Adding to the list of tips on what can be done, Dr Ajith Partha, MBBS, DPM (Diploma in psychiatric medicine) at Kindly, said, “A trend that I have seen is that post Covid-19, a lot of men have started talking about these issues and consulting a doctor. It is important to create safe spaces and communities where children as well as adults learn about unsafe sex, fertility issues etc. The most important step is to seek help and get regular check-ups done. For eg, regular semen analysis, fertility tests and consulting a specialist recommended by the physician is a must and there should be a collaborative effort between the patient, doctor and a mental health professional.”
He pointed out, “A lot of times with poor sexual health, it can cause low energy, fatigue and stress leading to serious physiological disorders like hormone imbalance, infertility, tumours, infections, sexually transmitted diseases and immunity disorders. So, if you think, sexual, physiological and mental disorders are all closely connected with each other and require equal attention. Ignoring the issue will further jeopardize one’s health.”
Asserting the flipside that sexual disorders may be caused due to challenges one faces with their mental health, Dr Kshitiz Murdia, CEO and Co-Founder of Indira IVF, said, “This can be traced to the existence of mental illness or mental distress that manifests itself as social behaviour, leading to sexual dysfunction in the individual. Furthermore, the therapy or medication one takes can also impact their sexual function. It has also been observed that there is a co-relation between adoption of an unhealthy lifestyle and the presence of mental health disorders. In individuals facing complications with their infertility due to mental disorders and vice-versa, a few proactive initiatives can help limit their consequences.”

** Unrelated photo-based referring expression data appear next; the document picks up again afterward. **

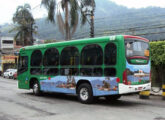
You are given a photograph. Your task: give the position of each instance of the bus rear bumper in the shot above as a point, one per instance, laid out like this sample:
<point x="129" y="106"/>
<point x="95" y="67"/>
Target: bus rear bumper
<point x="123" y="89"/>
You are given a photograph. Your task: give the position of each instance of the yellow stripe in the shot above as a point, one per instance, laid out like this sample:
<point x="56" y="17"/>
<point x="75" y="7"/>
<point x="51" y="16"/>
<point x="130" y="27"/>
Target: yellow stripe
<point x="145" y="93"/>
<point x="163" y="94"/>
<point x="163" y="86"/>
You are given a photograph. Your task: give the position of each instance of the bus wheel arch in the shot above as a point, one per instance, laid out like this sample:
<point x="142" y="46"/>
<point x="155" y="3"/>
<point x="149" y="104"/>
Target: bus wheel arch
<point x="34" y="85"/>
<point x="84" y="91"/>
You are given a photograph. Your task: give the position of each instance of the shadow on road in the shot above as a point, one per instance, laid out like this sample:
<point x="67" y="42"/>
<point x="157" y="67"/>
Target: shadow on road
<point x="49" y="97"/>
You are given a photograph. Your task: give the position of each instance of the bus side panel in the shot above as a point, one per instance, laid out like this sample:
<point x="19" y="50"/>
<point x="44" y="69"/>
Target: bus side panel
<point x="67" y="84"/>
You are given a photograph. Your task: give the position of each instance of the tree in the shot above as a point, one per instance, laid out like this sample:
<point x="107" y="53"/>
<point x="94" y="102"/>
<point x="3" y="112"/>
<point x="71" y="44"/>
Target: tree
<point x="24" y="25"/>
<point x="88" y="7"/>
<point x="68" y="22"/>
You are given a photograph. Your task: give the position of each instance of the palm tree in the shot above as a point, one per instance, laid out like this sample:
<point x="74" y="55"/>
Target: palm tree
<point x="88" y="7"/>
<point x="68" y="22"/>
<point x="24" y="25"/>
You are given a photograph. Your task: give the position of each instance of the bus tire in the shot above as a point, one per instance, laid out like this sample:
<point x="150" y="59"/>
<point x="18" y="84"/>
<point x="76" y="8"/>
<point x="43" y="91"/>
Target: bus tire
<point x="85" y="93"/>
<point x="36" y="89"/>
<point x="112" y="97"/>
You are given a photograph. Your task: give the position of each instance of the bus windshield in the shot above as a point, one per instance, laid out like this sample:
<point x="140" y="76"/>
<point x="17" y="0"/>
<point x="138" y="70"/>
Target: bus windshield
<point x="136" y="47"/>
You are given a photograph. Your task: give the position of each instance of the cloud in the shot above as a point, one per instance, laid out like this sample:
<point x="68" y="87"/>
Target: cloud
<point x="140" y="3"/>
<point x="8" y="8"/>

He advised, “Maintain a scientific and medical mind-set while addressing both mental and sexual disorders. One must pay heed to the symptoms associated with both and not neglect them as this would only escalate the extent of the condition. With this understanding, one must approach a relevant medical practitioner in order to take remedial measures. One must speak with an infertility specialist, psychologist or psychiatrist for the same, as the case may be. It is advised that individuals incorporate healthy habits in their daily life, as well as following an engaging schedule. This includes inculcating a balanced diet, physical activities, and including activities that one enjoys. Ceasing unhealthy habits such as consumption of alcohol and tobacco can help. There are many therapies available that assist people to quit tobacco and alcohol consumption that contribute to sexual disorders.”